つまり、サイト運営者が発行するクッキーで、セッション管理やサイト内の閲覧履歴などを記録し、主に利便性の向上を目的とします。同一ドメイン上のみで機能します。

セカンドパーティークッキー

セカンドパーティーとは「直接関係のある相手」の意味で、あまり使われない用語ですが、ファーストパーディークッキーと後述するサードパーティクッキーの中間的な概念で使われることがあります。

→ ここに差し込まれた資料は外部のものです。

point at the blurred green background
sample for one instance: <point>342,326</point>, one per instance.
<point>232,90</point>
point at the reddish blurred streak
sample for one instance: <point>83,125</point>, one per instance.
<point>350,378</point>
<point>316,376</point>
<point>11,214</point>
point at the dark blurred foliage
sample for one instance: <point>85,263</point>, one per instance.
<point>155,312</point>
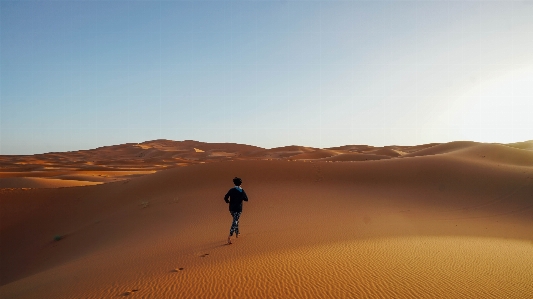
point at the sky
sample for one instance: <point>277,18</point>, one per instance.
<point>83,74</point>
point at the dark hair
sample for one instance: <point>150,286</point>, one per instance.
<point>237,181</point>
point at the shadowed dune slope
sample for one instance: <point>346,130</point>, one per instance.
<point>356,157</point>
<point>442,148</point>
<point>447,225</point>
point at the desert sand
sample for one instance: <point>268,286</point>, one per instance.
<point>452,220</point>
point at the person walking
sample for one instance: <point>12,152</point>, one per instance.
<point>234,198</point>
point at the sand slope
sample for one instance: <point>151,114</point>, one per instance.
<point>449,224</point>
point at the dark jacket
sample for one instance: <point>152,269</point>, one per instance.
<point>236,197</point>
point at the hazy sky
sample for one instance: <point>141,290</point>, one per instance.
<point>82,74</point>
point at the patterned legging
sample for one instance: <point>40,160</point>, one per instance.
<point>235,223</point>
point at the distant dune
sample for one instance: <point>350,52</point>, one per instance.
<point>148,220</point>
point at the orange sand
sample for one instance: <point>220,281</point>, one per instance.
<point>439,221</point>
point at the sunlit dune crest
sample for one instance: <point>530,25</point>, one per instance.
<point>148,220</point>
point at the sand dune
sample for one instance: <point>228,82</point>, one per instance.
<point>356,157</point>
<point>453,222</point>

例えば、ファーストパーティーであるドメインのウェブサイトが他のウェブサイトと提携する場合、関連するクッキーがセカンドパーティクッキーと呼ばれることがありますが、セカンドパーティークッキーについては、あまり意識する必要はありません。

サードパーティークッキー

サードパーティーとは「第三者」の意味で、ICT機器の「サードパーティー製」などとよく使われている用語です。

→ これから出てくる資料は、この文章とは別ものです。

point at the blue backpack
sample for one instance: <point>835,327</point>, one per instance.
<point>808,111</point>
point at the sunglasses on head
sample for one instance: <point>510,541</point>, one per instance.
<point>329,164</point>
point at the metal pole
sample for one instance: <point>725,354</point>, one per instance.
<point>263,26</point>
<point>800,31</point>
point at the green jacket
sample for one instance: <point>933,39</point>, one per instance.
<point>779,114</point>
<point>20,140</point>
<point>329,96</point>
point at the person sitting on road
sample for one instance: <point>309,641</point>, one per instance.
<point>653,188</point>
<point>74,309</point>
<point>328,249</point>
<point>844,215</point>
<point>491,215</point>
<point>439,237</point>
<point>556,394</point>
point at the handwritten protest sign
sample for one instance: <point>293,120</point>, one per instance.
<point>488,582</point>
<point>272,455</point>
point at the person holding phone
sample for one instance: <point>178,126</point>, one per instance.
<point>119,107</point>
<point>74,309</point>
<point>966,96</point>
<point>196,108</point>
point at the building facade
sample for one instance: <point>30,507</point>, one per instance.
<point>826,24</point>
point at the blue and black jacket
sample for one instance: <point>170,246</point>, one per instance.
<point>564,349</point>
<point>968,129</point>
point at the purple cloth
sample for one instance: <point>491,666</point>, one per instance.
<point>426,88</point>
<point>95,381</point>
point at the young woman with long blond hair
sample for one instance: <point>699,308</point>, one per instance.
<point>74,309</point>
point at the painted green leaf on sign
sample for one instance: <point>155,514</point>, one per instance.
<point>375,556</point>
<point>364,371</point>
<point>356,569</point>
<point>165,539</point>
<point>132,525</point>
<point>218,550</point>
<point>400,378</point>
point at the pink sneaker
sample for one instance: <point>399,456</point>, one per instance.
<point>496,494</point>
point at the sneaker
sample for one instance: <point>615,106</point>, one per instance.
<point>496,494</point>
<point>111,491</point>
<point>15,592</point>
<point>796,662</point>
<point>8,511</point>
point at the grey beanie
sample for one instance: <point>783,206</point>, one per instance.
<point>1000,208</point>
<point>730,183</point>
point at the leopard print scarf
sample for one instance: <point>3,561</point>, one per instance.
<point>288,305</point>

サードパーティー製とは、異なるメーカーの製品という意味になりますが、クッキーの場合は、ファーストパーティーのドメインとは「異なるドメイン」から発行されるクッキーという意味になります。

具体的には、ウェブサイト内に表示している広告を提供する広告配信会社などが発行するクッキーです。

主にユーザーの行動を追跡・分析し、その嗜好に合った広告を表示するために使用されます。サイト(ドメイン)を越えて利用できることから、個人を追跡することが可能で、トラッキングクッキー、クロスサイトクッキーなどと呼ばれる場合もあります。

どのサイトでも同じような広告が表示されるのは、サードパーティークッキーが利用されている可能性があります。(サードパーティクッキー以外の方法もあります)

また、ドメインを越えて利用できるというのは、サードパーティークッキーがファーストパーティークッキーとは異なる特別なテキストファイルだからというわけではありません。

例えば、広告会社「サイバーエーヤンカ」のサードパーティークッキーが、様々なサイトで利用されているという意味です。

そもそもウェブページは、HTMLとは で学習のとおり、ウェブサーバから転送されたHTMLファイルをブラウザが読み込んで表示する仕組みです。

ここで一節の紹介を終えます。